By his early 20s he was working in New York City and at 22, joined Tiffany Studios, which specialized in art decorations, especially stained glass windows. He became head of the monumental department, and was considered an expert in color harmony and in the design of stained-glass windows.
The New York Times reported that “Mr. Fayerweather was chosen frequently by Mr. Tiffany to go to distant parts of the country to decorate homes and offices with the studios’ products, which included Tiffany Favrile glass, devised by Mr. Tiffany, as well as bronze objects, furniture, clocks and goblets. He was an expert on stained glass windows for churches and often supervised the design of these windows.”
Fayerweather worked for Tiffany for more than 40 years. For all that time, he made his home in Ridgefield and commuted by rail — from the 1880s until his retirement in 1931.
In an obituary, The Ridgefield Press described him late in his life: “Always immaculately dressed, Mr. Fayerweather, until recent weeks, belied his age. His step was brisk and his carriage erect and imposing.”
Like his father Fayerweather was deeply interested in religion and especially its rituals. Unlike his Methodist father, Frederic was an Episcopalian and, in fact, a pillar of St. Stephen’s Church where he was a vestryman for many years. He sang tenor in the choir, then became the choirmaster and choir director.  One of his last duties was to arrange the music for the church service that occurred just before his death.
When he died in 1941 at the age of 80, he left most of his estate to St. Stephen’s, including creating a fund to pay the salaries of a quartet of men and women singers. He also wanted the church to spend at least $1,200 annually for an organist — that’s about $20,000 in today’s money. 

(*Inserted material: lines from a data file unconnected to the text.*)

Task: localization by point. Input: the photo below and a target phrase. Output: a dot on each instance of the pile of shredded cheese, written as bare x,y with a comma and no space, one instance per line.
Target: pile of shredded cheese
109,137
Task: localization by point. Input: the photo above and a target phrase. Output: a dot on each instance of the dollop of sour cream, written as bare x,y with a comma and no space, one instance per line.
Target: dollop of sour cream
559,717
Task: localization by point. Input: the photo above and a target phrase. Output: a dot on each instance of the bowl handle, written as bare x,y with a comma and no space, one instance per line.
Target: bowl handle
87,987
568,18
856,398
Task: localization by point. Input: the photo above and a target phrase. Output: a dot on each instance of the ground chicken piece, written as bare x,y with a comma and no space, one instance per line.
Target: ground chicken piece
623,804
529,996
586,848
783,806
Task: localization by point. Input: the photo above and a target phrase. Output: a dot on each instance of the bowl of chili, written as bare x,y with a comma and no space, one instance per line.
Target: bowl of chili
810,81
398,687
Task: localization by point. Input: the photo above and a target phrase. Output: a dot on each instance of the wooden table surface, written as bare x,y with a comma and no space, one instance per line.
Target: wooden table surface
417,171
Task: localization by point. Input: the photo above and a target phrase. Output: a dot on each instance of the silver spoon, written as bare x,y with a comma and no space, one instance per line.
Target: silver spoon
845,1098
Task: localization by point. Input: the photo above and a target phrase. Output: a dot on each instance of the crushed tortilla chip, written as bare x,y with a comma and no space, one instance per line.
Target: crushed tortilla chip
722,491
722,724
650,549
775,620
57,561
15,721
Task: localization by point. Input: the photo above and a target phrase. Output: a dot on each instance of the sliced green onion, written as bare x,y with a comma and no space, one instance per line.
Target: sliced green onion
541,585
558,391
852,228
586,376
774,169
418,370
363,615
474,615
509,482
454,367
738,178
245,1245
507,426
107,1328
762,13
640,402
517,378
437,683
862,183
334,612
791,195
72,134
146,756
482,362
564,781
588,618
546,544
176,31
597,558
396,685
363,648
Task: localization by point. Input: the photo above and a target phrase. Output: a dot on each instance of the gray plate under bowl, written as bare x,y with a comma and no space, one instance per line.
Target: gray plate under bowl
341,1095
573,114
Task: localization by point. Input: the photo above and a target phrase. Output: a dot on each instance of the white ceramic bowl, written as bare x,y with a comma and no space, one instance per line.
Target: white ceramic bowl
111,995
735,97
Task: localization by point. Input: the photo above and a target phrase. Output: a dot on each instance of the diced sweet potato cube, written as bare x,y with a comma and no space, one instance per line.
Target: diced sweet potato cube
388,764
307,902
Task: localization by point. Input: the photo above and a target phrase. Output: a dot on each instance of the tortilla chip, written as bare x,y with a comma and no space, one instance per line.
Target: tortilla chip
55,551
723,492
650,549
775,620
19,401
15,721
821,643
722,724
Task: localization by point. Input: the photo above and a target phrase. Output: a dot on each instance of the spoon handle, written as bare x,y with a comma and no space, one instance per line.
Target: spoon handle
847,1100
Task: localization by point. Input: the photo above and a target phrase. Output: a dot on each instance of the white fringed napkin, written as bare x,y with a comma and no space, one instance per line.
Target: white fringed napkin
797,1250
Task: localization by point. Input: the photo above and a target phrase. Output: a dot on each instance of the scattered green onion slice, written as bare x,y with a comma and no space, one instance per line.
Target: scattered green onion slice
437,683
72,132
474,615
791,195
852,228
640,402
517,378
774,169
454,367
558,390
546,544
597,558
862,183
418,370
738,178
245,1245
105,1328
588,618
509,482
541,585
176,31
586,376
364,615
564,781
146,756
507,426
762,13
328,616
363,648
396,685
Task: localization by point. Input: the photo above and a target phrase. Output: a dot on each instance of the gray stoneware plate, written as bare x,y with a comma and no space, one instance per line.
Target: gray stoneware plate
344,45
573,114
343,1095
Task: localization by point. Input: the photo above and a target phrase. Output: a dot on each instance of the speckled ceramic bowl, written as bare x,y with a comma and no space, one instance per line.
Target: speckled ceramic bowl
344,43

Fayerweather, who was described by The Times as “an Episcopal ritualist,” also left the parish a reredos — a huge ornamental screen designed to be situated behind the altar — that he and W. Kerr Rainsford, architect of St. Stephen’s church, designed together.  However, reported Robert S. Haight in his history of St. Stephen’s, “many felt it detracted from the natural beauty and simplicity of the altar and chancel. The reredos was removed in 1965 and was for some time stored in the basement of the church. Ultimately it was given to the First Congregational Church where it did enhance the beauty of the chancel.”
Rob Kinnaird, a historian of St. Stephen’s, reports that the Rev. Aaron Manderbach, rector of the church, had an expert in Episcopal church architecture look at the reredos. He found it not in keeping with St. Stephen’s Georgian style. That, “along with the church’s program to move the altar forward so the celebrant faced the worshipers, contributed to the eventual dismantling of the reredos,” Kinnaird said.
The Congregationalists apparently also found the Fayerweather reredos too elaborate and perhaps overpowering and it reportedly found a new home in a church in another community.